I spent the better part of my teens and twenties being afraid of a lot of things. Hesitant. Afraid to strike out. It wasn’t that I was shy but I thought being demure was the way to go. I didn’t go for the things I wanted because I didn’t necessarily feel comfortable achieving what others around me didn’t have. It was a foolish attempt to fit in, and of course, it didn’t help. I didn’t feel comfortable letting people know too much about my thoughts because I was afraid if I gave them too much access, I would give away parts of myself that I couldn’t get back if those relationships didn’t work out. So I kept my roommates away from the other people I knew, kept work friends confined to the 9 to 5 hours and limited interaction with church friends to Bible studies. When I was unemployed, I didn’t want my church friends to know that I didn’t have a job because I was afraid they would think I was a bad steward and it would impact our religious conversations. Silly, I know. I had people in my life that could and would have helped me except that I didn’t want them to know that I needed that kind of help because then they wouldn’t see me the way I wanted to be seen when I was working in whatever capacity I was in then. Silly, I know.
I have a list of contacts, it’s hundreds and maybe thousands of people long but I never tell any of them about the blogs I write, the books I publish, the videos I make, because I am afraid that they will think I am trying to change the nature of our relationship. Guess what, I am. Unless I work with them, most of the people I know don’t know what kind of work I do. Why the cloak and dagger secrecy? Because I have firmly believed in not mixing business with pleasure. I didn’t think I should push the boundaries of my relationships. Good one! That means that I might share a pew at church with a publishing agent or fellow writer but they’d never know that I have a novel I am shopping around. That has to change, if I am serious about meeting my goals, that is. And I am!

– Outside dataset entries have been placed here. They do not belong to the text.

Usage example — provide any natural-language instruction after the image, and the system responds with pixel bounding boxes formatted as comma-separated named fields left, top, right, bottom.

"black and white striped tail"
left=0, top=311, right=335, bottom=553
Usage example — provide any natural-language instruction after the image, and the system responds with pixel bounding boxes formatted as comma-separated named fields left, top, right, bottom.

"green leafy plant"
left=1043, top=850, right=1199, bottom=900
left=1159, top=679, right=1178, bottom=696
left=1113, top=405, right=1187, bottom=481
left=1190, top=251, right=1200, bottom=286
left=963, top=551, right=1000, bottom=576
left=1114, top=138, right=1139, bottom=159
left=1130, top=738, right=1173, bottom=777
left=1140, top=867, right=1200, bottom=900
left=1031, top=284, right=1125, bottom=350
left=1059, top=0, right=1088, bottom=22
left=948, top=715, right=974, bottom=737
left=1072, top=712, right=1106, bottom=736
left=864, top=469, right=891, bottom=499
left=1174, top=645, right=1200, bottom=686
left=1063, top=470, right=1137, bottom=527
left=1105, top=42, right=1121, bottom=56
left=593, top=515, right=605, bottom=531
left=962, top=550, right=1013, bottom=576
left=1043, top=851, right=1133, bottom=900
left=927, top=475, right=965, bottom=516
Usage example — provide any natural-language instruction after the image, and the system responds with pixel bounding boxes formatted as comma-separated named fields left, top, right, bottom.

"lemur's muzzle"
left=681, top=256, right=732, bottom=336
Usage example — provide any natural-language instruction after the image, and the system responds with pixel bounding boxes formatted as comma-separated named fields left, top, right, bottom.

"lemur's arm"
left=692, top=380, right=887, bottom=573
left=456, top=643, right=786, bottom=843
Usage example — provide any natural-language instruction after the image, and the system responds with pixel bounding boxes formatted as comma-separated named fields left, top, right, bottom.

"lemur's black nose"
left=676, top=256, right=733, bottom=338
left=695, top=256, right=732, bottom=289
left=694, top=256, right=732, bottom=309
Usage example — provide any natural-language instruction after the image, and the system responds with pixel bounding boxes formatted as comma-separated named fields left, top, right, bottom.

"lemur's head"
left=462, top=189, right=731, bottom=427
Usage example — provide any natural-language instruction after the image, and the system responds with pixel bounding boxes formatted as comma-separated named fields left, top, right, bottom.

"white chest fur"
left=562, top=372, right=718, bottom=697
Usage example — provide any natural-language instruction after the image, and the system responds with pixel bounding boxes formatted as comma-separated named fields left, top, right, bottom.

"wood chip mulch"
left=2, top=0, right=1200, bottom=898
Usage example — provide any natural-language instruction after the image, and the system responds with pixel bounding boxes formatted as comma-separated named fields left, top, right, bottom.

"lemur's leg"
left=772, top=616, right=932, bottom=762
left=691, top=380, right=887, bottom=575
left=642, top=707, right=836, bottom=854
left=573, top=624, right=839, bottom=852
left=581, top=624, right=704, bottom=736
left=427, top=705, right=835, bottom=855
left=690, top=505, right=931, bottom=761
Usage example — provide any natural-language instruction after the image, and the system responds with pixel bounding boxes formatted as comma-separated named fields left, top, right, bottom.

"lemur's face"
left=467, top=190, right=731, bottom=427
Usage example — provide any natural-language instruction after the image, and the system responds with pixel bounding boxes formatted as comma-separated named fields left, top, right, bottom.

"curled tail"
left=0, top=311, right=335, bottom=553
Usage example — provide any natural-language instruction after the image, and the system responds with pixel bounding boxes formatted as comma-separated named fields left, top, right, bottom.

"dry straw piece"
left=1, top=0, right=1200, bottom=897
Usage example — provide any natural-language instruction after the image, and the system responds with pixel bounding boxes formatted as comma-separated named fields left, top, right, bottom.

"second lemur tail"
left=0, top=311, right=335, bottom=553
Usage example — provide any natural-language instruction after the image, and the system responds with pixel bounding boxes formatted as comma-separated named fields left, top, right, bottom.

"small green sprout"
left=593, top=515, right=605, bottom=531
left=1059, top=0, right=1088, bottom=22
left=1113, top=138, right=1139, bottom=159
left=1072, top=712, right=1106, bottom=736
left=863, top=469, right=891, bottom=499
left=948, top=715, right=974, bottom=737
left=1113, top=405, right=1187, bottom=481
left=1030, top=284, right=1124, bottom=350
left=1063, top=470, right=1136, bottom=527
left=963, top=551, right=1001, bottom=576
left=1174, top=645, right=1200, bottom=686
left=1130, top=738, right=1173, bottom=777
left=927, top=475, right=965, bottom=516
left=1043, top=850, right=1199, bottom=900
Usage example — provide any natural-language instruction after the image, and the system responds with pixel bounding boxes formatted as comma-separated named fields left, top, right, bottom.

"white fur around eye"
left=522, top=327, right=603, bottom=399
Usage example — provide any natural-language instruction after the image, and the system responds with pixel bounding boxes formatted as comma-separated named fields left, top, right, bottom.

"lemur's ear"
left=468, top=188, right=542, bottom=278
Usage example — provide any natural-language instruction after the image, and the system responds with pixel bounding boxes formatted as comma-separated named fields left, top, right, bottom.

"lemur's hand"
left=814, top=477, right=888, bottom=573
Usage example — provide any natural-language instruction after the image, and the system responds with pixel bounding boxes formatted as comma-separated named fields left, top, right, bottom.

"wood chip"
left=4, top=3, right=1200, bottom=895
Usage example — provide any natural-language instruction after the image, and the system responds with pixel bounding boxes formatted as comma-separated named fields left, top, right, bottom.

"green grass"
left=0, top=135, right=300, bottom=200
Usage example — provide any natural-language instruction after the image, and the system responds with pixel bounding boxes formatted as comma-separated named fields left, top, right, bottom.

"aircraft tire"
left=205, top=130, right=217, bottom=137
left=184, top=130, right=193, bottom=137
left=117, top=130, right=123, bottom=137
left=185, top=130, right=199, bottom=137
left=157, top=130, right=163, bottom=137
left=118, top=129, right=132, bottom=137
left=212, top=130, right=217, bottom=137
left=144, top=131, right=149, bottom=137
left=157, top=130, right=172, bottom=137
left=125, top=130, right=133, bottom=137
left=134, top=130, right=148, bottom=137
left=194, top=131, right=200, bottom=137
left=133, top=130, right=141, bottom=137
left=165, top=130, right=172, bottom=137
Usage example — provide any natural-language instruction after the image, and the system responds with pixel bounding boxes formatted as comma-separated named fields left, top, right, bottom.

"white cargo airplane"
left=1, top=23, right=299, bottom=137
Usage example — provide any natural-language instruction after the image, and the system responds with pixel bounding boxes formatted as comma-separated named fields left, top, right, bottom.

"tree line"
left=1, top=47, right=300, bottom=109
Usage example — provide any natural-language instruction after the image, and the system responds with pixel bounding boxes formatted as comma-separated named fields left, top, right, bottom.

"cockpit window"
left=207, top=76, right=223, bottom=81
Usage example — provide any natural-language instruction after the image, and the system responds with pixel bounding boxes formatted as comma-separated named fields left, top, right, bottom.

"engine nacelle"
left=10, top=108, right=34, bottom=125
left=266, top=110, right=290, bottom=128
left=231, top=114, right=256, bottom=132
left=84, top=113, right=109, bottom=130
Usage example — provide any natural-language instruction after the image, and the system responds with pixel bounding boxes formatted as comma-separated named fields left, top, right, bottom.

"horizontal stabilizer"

On New Years Eve, I listened to a message by A.R. Bernard, senior pastor of CCC in Brooklyn. Every year, he chooses a word of the year and discusses it with his congregation. This year, I decided to adopt his choice: Optimize
Optimizing the way I use the resources I already have to help me reach my goals = making the most of my time, talent, treasury and relationships. Optimization means efficiency in all aspects of my life. If something isn’t working, find a way to make it work or reassess whether it can work and if not, move on. Optimizing means being optimistic about the likelihood of it working. If you don’t think it will work, why do it? But it also means being realistic instead of sentimental about making evaluations.

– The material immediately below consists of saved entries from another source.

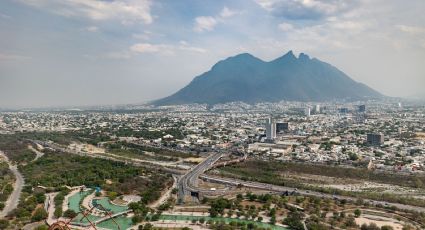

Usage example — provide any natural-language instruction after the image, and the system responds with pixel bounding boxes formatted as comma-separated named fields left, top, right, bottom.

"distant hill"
left=153, top=51, right=382, bottom=105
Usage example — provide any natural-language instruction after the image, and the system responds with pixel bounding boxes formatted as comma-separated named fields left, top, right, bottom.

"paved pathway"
left=0, top=150, right=24, bottom=218
left=46, top=192, right=58, bottom=225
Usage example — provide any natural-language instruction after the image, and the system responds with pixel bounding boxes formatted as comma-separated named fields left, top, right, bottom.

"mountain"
left=153, top=51, right=382, bottom=105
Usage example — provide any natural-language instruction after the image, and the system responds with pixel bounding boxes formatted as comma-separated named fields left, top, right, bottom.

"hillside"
left=154, top=51, right=382, bottom=105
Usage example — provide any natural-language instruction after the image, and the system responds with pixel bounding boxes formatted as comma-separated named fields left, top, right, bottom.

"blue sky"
left=1, top=0, right=425, bottom=108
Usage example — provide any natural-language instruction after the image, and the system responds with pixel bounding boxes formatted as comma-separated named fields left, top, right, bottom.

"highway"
left=200, top=175, right=425, bottom=213
left=0, top=150, right=25, bottom=218
left=29, top=140, right=425, bottom=213
left=177, top=152, right=223, bottom=203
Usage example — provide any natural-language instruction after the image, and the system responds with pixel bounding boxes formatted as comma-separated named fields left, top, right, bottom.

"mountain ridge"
left=153, top=51, right=382, bottom=105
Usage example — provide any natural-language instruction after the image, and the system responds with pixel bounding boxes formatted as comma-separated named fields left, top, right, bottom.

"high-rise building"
left=304, top=108, right=311, bottom=117
left=314, top=105, right=321, bottom=114
left=358, top=105, right=366, bottom=112
left=276, top=122, right=289, bottom=133
left=367, top=133, right=384, bottom=146
left=265, top=117, right=276, bottom=141
left=339, top=108, right=349, bottom=114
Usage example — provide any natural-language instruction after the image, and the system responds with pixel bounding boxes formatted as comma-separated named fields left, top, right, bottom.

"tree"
left=54, top=208, right=62, bottom=218
left=361, top=223, right=380, bottom=230
left=143, top=223, right=153, bottom=230
left=35, top=192, right=46, bottom=204
left=32, top=207, right=48, bottom=222
left=402, top=225, right=414, bottom=230
left=35, top=225, right=49, bottom=230
left=349, top=152, right=359, bottom=161
left=283, top=211, right=304, bottom=230
left=381, top=226, right=394, bottom=230
left=63, top=209, right=77, bottom=218
left=354, top=209, right=362, bottom=217
left=345, top=216, right=357, bottom=228
left=0, top=219, right=9, bottom=229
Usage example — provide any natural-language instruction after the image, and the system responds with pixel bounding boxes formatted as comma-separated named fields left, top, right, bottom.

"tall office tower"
left=367, top=133, right=384, bottom=146
left=315, top=105, right=321, bottom=113
left=358, top=105, right=366, bottom=112
left=265, top=117, right=276, bottom=141
left=304, top=107, right=311, bottom=117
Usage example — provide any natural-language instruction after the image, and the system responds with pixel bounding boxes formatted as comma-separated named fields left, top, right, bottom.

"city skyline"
left=1, top=0, right=425, bottom=108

I am not new to the idea of optimization. I am a trained engineer. Optimizing and streamlining chemical processes, I could probably do in a speed race. And it’s sad that I can do something professionally without applying it to my personal life.
I made some changes this year. I’ll tell you more about them later. I’ll continue to make changes as the year goes on because I am optimistic about what I can achieve when I optimize my resources. I hope you are too.